Nigeria’s contentious court rulings reveal need for electoral reform
The Court of Appeal’s recent string of rulings on disputed elections have raised accusations of political interference.
Nigeria’s presidential election in March 2015 was widely viewed not just as a historic moment for the country – as an incumbent was defeated for the first time since 1999 – but also as free and fair. The same, however, could not necessarily be said of the governorship and state assemblies elections that followed the next month.
In many of those April polls, there were allegations of irregularities. Violence and acts of political subversion were documented in Taraba, Imo and Abia states. Meanwhile, in Rivers State, international observers called for the result’s cancellation and the candidate for the now ruling All Progressives Congress (APC) declared that “no election took place“.
Last month, Nigeria’s Court of Appeal, the final arbitrator in such cases, began making judgments regarding the validity of these disputed elections and ended up annulling many of the outcomes.
On 17 December, the Court nullified the Akwa Ibom State governorship election, which had seen Udom Emmanuel from the now-opposition Peoples Democratic Party (PDP) declared the official winner. A few days later, the Court affirmed the removal of Nyesom Wike (PDP) as governor of Rivers State, calling for new elections to be held within 90 days. And on 30 December, the Court ruled that another PDP governor, Okezie Ikpeazu, had been wrongly deemed the victor in Abia state, declaring the All Progressives Grand Alliance (APGA) candidate the official winner instead.

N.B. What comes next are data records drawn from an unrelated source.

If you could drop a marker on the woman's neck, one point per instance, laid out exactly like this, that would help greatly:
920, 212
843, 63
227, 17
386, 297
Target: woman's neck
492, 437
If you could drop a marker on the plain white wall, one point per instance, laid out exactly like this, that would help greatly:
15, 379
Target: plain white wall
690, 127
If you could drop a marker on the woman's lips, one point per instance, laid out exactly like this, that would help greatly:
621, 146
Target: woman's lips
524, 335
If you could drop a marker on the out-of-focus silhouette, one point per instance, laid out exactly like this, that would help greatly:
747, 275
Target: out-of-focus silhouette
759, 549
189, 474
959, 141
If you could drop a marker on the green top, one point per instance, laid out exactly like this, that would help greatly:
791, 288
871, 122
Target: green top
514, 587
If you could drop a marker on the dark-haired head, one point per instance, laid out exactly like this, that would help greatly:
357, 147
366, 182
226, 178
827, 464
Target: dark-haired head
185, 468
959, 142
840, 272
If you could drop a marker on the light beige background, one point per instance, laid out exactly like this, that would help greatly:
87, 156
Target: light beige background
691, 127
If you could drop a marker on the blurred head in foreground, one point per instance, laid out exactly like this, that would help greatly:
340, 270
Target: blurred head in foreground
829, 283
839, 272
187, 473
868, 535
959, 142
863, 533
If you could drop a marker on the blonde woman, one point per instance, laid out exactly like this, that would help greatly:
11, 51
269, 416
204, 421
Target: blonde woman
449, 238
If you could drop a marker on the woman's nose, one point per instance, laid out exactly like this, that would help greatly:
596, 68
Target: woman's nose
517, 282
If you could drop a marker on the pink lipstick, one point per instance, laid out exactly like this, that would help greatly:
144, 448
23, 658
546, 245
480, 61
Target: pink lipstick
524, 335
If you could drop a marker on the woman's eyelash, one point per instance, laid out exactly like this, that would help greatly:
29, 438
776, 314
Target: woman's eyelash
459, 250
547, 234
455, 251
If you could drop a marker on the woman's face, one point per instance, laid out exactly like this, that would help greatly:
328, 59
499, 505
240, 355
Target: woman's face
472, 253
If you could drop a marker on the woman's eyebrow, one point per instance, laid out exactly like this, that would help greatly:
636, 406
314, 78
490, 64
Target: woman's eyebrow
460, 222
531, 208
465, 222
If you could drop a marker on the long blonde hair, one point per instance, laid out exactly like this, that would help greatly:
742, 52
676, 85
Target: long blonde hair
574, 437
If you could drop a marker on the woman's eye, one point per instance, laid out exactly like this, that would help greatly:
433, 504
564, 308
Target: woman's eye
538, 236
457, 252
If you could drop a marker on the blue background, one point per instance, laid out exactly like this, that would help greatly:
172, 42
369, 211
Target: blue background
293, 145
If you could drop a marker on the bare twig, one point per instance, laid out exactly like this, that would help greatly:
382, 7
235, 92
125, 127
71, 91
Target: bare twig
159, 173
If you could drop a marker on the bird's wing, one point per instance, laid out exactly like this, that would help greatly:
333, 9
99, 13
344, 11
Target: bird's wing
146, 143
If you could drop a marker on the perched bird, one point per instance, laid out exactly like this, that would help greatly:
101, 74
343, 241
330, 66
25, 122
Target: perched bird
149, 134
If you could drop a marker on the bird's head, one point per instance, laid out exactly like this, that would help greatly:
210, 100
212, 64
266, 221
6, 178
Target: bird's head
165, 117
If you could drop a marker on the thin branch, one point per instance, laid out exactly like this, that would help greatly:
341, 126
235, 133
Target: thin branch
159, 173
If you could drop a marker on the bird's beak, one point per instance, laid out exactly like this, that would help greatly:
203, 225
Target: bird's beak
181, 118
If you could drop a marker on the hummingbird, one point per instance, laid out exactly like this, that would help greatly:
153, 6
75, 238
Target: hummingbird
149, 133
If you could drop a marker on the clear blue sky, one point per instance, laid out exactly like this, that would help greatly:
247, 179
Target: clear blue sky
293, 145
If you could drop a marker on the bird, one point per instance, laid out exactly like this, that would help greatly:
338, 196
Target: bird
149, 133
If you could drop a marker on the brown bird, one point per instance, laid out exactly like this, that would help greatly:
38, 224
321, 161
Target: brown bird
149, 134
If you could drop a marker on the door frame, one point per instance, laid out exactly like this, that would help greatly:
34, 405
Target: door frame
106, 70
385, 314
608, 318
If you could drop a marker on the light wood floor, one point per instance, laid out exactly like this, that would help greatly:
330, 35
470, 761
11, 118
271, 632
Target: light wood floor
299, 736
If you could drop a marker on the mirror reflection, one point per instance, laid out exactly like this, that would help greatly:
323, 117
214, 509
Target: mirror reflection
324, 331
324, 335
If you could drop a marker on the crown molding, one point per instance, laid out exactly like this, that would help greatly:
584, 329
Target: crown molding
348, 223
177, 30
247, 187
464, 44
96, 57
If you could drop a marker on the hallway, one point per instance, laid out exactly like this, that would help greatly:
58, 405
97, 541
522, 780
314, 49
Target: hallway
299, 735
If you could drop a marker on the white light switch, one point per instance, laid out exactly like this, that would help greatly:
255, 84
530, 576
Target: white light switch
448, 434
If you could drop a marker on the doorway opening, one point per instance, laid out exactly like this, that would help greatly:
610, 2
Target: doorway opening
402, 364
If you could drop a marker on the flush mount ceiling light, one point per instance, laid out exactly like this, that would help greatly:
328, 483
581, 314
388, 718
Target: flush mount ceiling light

The Court of Appeal has also made judgements regarding the election of ten senators so far, with seven PDP candidates and three APC nominees having their victories nullified. Several elections for the House of Representatives have also been overturned.
Politics or justice?
Although the Court of Appeal has ruled against the ruling APC in some instances, the fact that the now opposition PDP has suffered the most from the judgements has led some to accuse the decisions of being politically motivated.
PDP spokesman Olisah Metuh has described a “heinous plot by the APC government to use the judiciary and various security agencies to reverse the victories of the PDP”. Meanwhile, Ekiti State Governor Ayodele Fayose has talked of a “seeming collaboration between the APC-led Federal Government and a section of the judiciary”, going as far as to claim the situation was “worse than corruption that the president claimed to be fighting”.
This may not just be sour grapes. Nigeria’s Chief Justice Mahmud Mohammed has on various occasions spoken of political pressure on the judiciary and in March last year claimed that there were “unpatriotic citizens” bent on using the courts to manipulate the electoral process. Earlier this month, Mohammed raised some concerns about the electoral rulings too – especially regarding instances in which the Court of Appeal disagreed with the judgements of lower courts – and reminded his counterparts that justice has to be done but also be seen to have been done.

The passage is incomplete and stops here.